Cuando tenemos alguna enfermedad, incluso un simple resfriado, a nadie se le ocurre sentirse culpable por ello, aunque pensemos que nos hemos resfriado por alguna imprudencia (exponernos al frío,..) todos asumimos que esas cosas pasan. Pues eso que vemos tan lógico en estos casos, cuando hablamos de trastornos del estado de ánimo, como por ejemplo, una depresión o un problema de ansiedad, nos sentimos culpables por ello.

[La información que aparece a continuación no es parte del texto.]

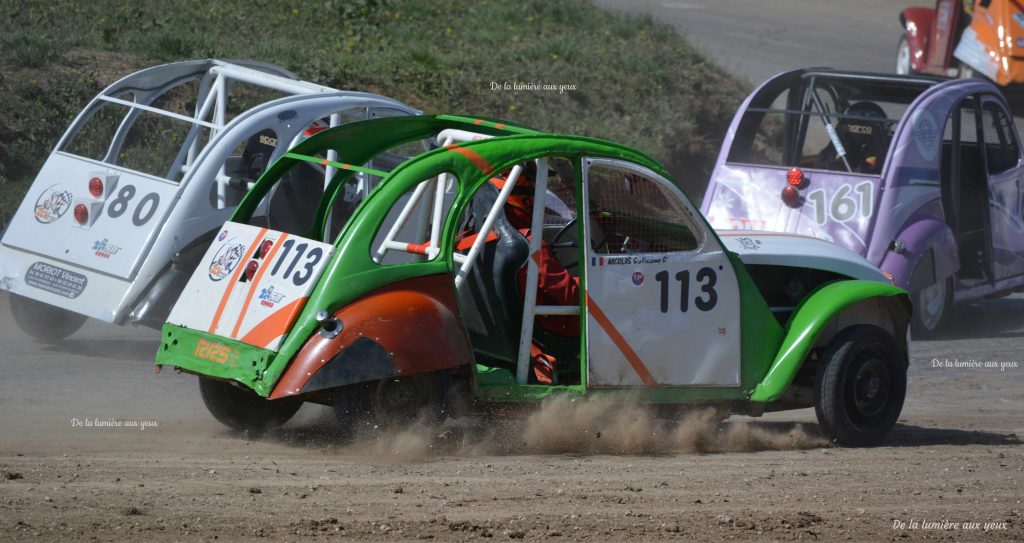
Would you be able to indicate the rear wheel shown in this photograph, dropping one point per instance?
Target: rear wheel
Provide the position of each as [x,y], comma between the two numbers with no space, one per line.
[903,56]
[244,410]
[390,403]
[44,322]
[860,386]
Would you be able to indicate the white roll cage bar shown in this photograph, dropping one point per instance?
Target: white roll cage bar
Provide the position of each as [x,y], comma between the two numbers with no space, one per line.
[211,110]
[443,182]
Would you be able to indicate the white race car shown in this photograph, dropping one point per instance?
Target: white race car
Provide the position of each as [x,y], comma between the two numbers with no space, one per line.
[141,181]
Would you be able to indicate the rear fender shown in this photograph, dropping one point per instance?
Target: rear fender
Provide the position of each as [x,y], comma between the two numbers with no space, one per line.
[920,239]
[402,329]
[918,22]
[825,306]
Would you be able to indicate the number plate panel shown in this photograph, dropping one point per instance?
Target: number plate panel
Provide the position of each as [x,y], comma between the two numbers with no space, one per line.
[663,320]
[220,298]
[122,221]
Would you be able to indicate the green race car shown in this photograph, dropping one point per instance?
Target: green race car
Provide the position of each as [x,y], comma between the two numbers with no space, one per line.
[451,278]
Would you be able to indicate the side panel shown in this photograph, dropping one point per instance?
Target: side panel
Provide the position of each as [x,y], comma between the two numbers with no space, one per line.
[403,329]
[836,207]
[808,322]
[222,299]
[921,237]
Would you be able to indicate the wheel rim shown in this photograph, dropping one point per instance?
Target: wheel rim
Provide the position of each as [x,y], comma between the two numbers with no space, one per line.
[932,303]
[903,58]
[401,399]
[868,391]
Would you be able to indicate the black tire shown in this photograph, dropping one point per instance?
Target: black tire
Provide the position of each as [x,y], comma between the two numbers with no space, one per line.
[46,323]
[244,410]
[860,386]
[390,403]
[903,66]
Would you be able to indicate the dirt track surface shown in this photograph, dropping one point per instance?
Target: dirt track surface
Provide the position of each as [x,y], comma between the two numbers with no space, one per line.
[956,456]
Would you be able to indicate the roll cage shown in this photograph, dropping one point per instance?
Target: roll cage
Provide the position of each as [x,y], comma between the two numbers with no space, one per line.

Muchas veces son las personas más cercanas (familia y amigos) los que, sin pretenderlo, nos mandan mensajes del tipo “si pusieras algo más de tu parte”, “si intentaras salir más de casa”, “yo conozco a X que lo superó”, “tienes que ser más fuerte”, etc. Todos estos mensajes, seguramente bienintencionados, acaban provocando un resultado opuesto al deseado. La persona se siente culpable por estar así, pero sobre todo porque no se siente capaz de mejorar.
Es cierto que la mejoría en estos casos pasa por un trabajo personal, pero de ahí a responsabilizar a la persona de su trastorno, hay una diferencia muy significativa. La persona que lo sufre se suele sentir culpable de preocupar a su familia y amigos. Saben que ellos están sufriendo por su culpa, y eso les hace sentirse todavía peor.
Sienten que los demás no les comprenden, y por lo tanto, tampoco sienten que les ayuden. Muchas veces se sienten más presionados para volver a estar bien, para ser el de antes. Es cierto que el papel de la familia y amigos no es sencillo. No entienden lo que le pasa, y no saben cómo ayudar. Parece que todo lo que dicen está mal. Y ven cómo pasa el tiempo sin tener una certeza de su mejoría, ni de cuando se va a producir ésta. Eso les lleva en muchas ocasiones a sentir cierta desesperanza.
El paciente se siente presionado e incomprendido. Intenta poner de su parte, pero no sabe cómo. No tiene fuerzas suficientes para hacerlo. Pero percibe las expectativas de mejoría de los demás. Todos esperan que él haga algo y mejore. Pero eso no pasa. Y pasa el tiempo. Y cada vez se siente más culpable. Piensa que está fallando. Que les está fallando a los demás. Y que los demás no se merecen pasar por eso. Ni sufrir más por su culpa. Y se convierte en un círculo muy difícil de salir.
Cuando tenemos una enfermedad orgánica enseguida acudimos al médico, es más, seguramente sabremos a qué especialista tenemos que ir, o si no lo sabemos nosotros, seguro que alguien nos orienta. Pero cuando el problema es de tipo emocional las cosas cambian. No sabemos lo que nos pasa, muchas veces nos cuesta contarlo incluso a las personas más cercanas, y cuando lo hacemos, ellas tampoco saben qué decirnos.
Eso hace que todo se alargue en el tiempo. Cuando un paciente llega a mi consulta, normalmente ya han pasado meses, o incluso años que padece algún trastorno. Seguramente habrá intentado salir por sí mismo, darse tiempo a ver si se produce una mejoría... cuando acuden al psicólogo, es porque la terapia ya era la última opción que contemplaban. Y es que no nos han educado para manejar estas situaciones.